As a little self-imposed project, I decided to shoot some old camera equipment. One of my favorites of all time is the original Nikon F, basically the camera that recorded the Sixties. It is all metal, small by today’s standards, and could bang out exposures forever. I was too young to join in chronicling that turbulent decade, but I still managed to obtain a used ‘F’ later in life.
Of course, time passes and digital capture takes over and one can easily forget the old (film) ways. But in a fit of Spring Cleaning effort the other day (in mid Winter), I found the old ‘F’ in storage.
There’s something very cool about a camera that requires no battery and has no meter (some ‘F’s did have meters of course, but not this one).
Once on a cross-country trip, a park ranger at the Grand Canyon advised a group of visitors that, should your camera’s battery die, you can be very successful simply using the exposure guide that came with the film (in that case Kodachrome 25). This was true at the time as most cameras had mechanical shutters which would fire sans battery.
“A sunny day” he said, “is remarkably consistent anywhere in the world: with Kodachrome 25, 1/125th at F8 is just about all you need to know, and then increase three stops for the shadows if necessary”.

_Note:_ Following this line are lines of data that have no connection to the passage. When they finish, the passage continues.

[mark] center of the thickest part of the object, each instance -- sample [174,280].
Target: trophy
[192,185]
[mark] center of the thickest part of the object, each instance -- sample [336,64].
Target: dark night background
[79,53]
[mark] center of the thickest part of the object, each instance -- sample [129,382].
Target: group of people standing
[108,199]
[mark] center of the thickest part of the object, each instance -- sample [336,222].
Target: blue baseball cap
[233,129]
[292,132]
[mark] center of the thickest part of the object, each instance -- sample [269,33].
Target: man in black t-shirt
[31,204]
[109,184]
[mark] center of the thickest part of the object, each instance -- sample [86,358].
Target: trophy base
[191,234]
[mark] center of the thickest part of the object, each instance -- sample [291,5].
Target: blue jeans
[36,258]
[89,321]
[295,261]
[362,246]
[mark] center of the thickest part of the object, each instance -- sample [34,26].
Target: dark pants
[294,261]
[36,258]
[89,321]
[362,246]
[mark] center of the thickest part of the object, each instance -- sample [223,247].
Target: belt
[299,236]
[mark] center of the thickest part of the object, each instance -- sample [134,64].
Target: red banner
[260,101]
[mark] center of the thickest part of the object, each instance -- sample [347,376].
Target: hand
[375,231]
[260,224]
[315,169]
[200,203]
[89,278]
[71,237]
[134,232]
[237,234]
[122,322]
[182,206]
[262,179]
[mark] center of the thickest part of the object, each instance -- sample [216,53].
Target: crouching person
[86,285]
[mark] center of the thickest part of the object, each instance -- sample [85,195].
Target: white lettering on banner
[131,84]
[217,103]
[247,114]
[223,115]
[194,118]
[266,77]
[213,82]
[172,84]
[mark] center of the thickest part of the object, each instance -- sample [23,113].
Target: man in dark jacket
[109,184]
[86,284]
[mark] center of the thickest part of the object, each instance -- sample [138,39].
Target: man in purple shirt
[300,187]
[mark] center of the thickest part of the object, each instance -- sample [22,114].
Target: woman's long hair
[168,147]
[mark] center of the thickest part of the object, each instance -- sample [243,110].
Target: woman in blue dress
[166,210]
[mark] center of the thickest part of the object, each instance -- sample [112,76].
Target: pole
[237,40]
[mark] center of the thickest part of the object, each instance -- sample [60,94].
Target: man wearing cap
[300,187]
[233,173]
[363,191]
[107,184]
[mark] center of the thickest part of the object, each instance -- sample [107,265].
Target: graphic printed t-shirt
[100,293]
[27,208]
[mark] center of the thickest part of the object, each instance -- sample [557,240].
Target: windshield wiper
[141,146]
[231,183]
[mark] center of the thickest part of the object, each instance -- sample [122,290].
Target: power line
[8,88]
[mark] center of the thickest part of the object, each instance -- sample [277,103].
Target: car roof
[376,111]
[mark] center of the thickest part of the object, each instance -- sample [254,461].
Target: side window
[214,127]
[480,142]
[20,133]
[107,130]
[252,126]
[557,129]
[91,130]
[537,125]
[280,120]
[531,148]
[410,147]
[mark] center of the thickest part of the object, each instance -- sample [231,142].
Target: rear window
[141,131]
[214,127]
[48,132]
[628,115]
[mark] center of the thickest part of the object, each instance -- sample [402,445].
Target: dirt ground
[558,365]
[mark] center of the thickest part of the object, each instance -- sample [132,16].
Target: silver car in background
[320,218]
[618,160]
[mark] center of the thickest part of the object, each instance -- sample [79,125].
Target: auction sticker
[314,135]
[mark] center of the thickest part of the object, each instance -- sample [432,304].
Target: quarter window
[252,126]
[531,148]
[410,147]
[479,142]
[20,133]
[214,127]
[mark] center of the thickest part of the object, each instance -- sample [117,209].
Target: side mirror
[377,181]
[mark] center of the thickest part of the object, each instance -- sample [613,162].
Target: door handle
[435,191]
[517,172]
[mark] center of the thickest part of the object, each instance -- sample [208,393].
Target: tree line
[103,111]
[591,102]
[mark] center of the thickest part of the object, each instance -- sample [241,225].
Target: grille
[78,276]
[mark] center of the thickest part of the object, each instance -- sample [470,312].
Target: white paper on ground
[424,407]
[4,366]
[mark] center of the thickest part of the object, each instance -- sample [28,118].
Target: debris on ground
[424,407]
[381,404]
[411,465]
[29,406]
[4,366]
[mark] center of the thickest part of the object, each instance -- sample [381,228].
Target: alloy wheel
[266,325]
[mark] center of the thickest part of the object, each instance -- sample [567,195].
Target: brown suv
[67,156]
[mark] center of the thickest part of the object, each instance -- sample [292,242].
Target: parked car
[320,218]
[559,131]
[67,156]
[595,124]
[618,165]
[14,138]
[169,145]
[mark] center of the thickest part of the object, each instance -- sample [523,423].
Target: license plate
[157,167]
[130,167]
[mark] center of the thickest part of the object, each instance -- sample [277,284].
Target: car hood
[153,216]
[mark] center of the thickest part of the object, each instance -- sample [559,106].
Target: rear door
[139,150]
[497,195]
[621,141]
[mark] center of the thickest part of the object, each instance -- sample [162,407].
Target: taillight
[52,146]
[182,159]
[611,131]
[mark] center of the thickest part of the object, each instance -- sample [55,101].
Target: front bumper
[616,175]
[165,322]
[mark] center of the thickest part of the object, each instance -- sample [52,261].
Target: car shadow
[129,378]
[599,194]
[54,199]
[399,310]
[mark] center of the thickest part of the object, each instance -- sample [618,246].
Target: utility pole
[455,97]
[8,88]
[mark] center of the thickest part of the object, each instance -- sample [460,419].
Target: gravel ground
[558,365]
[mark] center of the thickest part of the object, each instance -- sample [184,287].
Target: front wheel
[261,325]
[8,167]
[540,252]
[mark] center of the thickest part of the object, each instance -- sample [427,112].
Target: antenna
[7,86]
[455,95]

‘So Elegant!’ I thought and proceeded to shoot most of the Grand Canyon following the chart that came in the box with my Olympus OM-1.
Here’s the actual sheet from Kodachrome 25:
Presently, I coach/teach some budding photographers and I think it is so easy to over complicate things and get confused with exposure compensation buttons to offset the exposure that the camera is getting wrong in the first place, and auto-iso, auto-shutterspeed and auto-aperture. It can be intimidating to turn that stuff off. So I often remember what the park ranger told me on that hot day at the South Rim, and on a sunny day in Maine, we go out and shoot all manual. It’s so simple.